In tumor regions, the value of D* tended to be decreased when the number of low b-values was insufficient, especially with LSQ. BSP required less low b-values than LSQ for the correct estimation of perfusion parameters of brain tumors. The IVIM parameter maps of brain tumors yielded by BSP had smaller variability, lower RE, and higher reproducibility with respect to those obtained by LSQ. Obvious differences were observed between tumor and normal regions in parameters D (P < 0.05) and F (P < 0.001), especially F. BSP generated fewer outliers than LSQ, and distinguished better tumors from normal regions in parameter F.
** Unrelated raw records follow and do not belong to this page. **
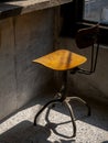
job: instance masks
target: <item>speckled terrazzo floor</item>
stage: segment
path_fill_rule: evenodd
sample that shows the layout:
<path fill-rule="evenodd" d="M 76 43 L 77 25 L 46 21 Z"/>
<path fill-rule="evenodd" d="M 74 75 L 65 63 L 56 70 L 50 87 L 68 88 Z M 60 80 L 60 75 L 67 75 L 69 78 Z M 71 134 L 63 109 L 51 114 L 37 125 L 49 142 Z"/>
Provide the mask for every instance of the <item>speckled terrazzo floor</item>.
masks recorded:
<path fill-rule="evenodd" d="M 26 107 L 0 124 L 0 143 L 108 143 L 108 107 L 90 101 L 91 117 L 86 117 L 86 108 L 73 102 L 77 134 L 73 132 L 67 110 L 61 105 L 45 110 L 37 127 L 33 127 L 34 114 L 47 99 L 36 98 Z M 51 111 L 51 112 L 48 112 Z M 45 116 L 50 113 L 48 119 Z"/>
Intravoxel incoherent motion parameters clearly allow brain tumors to be differentiated from normal regions. Bayesian fitting yields robust IVIM parameter mapping with fewer outliers and requires less low b-values than LSQ for the parameter estimation.
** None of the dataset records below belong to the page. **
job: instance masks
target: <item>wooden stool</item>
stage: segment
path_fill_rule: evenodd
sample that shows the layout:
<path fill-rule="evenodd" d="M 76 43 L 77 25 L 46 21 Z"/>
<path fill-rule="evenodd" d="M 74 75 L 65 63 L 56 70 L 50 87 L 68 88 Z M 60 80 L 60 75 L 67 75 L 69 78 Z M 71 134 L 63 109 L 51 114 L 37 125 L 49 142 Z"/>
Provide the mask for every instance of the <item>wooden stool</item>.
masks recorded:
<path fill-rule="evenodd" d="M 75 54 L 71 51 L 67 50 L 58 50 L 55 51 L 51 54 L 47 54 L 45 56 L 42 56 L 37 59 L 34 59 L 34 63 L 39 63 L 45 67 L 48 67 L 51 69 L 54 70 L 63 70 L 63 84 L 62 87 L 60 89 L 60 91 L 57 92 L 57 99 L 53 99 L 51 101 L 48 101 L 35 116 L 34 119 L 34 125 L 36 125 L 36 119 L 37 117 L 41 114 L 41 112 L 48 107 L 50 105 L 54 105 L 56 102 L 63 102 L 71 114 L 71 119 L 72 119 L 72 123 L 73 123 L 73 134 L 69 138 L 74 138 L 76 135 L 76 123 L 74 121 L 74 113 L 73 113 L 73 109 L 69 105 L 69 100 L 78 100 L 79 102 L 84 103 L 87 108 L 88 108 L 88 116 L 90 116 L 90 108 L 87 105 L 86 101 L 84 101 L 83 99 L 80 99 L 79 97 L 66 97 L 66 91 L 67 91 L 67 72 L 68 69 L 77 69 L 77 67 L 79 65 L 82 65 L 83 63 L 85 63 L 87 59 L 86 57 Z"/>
体素内不相干运动(IVIM)磁共振成像技术是一种潜在的用于脑肿瘤诊断的非侵入性技术。然而,灌注相关参数映射一直是个问题。本文旨在利用贝叶斯拟合和低b值研究脑肿瘤的IVIM参数映射。
采用贝叶斯收缩先验(BSP)拟合方法和不同的低b值分布来估计IVIM参数(扩散系数D、伪扩散系数D*和灌注分数F)。将结果与在模拟脑数据和体内脑数据上通过最小二乘法(LSQ)获得的结果进行比较。使用相对误差(RE)和可重复性来评估结果。比较脑肿瘤与正常区域之间IVIM参数的差异,并用于评估贝叶斯拟合在脑肿瘤IVIM应用中的性能。
在肿瘤区域,当低b值数量不足时,尤其是使用LSQ时,D*值往往会降低。对于正确估计脑肿瘤的灌注参数,BSP比LSQ需要更少的低b值。与通过LSQ获得的结果相比,BSP生成的脑肿瘤IVIM参数图具有更小的变异性、更低的RE和更高的可重复性。在参数D(P < 0.05)和F(P < 0.001),尤其是F方面,肿瘤与正常区域之间观察到明显差异。BSP产生的异常值比LSQ少,并且在参数F方面能更好地区分肿瘤与正常区域。
体素内不相干运动参数能够清晰地区分脑肿瘤与正常区域。贝叶斯拟合产生的IVIM参数映射更稳健,异常值更少,并且在参数估计时比LSQ需要更少的低b值。